The road was built by Colas, a large Anglo-French construction company, which says it has been working on its own solar road tech, called Wattway, for at least five years.

Wattway had been tested in car parks, and this is not the first time it has been used on an active road. It will now undergo a two-year test to check if Wattway could withstand the traffic of thousands of cars and trucks per day, and whether it could actually provide a useful amount of electricity.

According to commentators, apart from utility, the main problem with constructing solar roads is their staggering cost.

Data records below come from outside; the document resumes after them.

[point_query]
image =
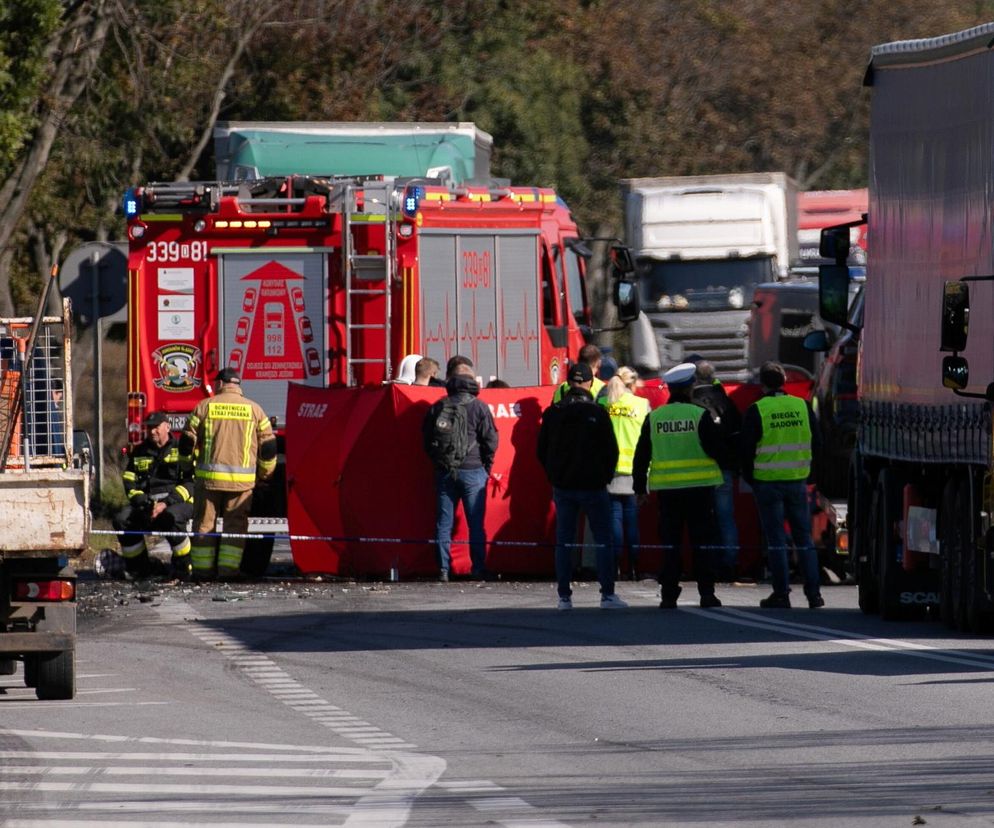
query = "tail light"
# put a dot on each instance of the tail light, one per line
(45, 590)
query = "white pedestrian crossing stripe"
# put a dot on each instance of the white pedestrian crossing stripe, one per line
(238, 782)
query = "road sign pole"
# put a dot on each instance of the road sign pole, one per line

Among the main selling points of Wattway, according to Colas, is that each panel is just a few millimetres thick, and could therefore be installed on top of an existing road, which in turn cuts construction costs.  The 1km road in Normandy cost €5 million to build, for  a single lane of a two-lane highway.

The Wattway was hooked up to the local power grid in the presence of French environment minister Segolene Royal.

"This new use of solar energy takes advantage of large swathes of road infrastructure already in use to produce electricity without taking up new real estate," Royal said in a statement.

Royal announced a four-year "plan for the national deployment of solar highways" with initial projects in western Brittany and southern Marseille.

The idea which is being tested is that roads were occupied by cars only around 20 per cent of the time, providing vast expanses of surface to soak up the sun's rays. The idea is also being tested in Germany, the Netherlands and the US.

According to Colas, in theory, France could become energy independent by paving only a quarter of its million kilometres of roads with solar panels.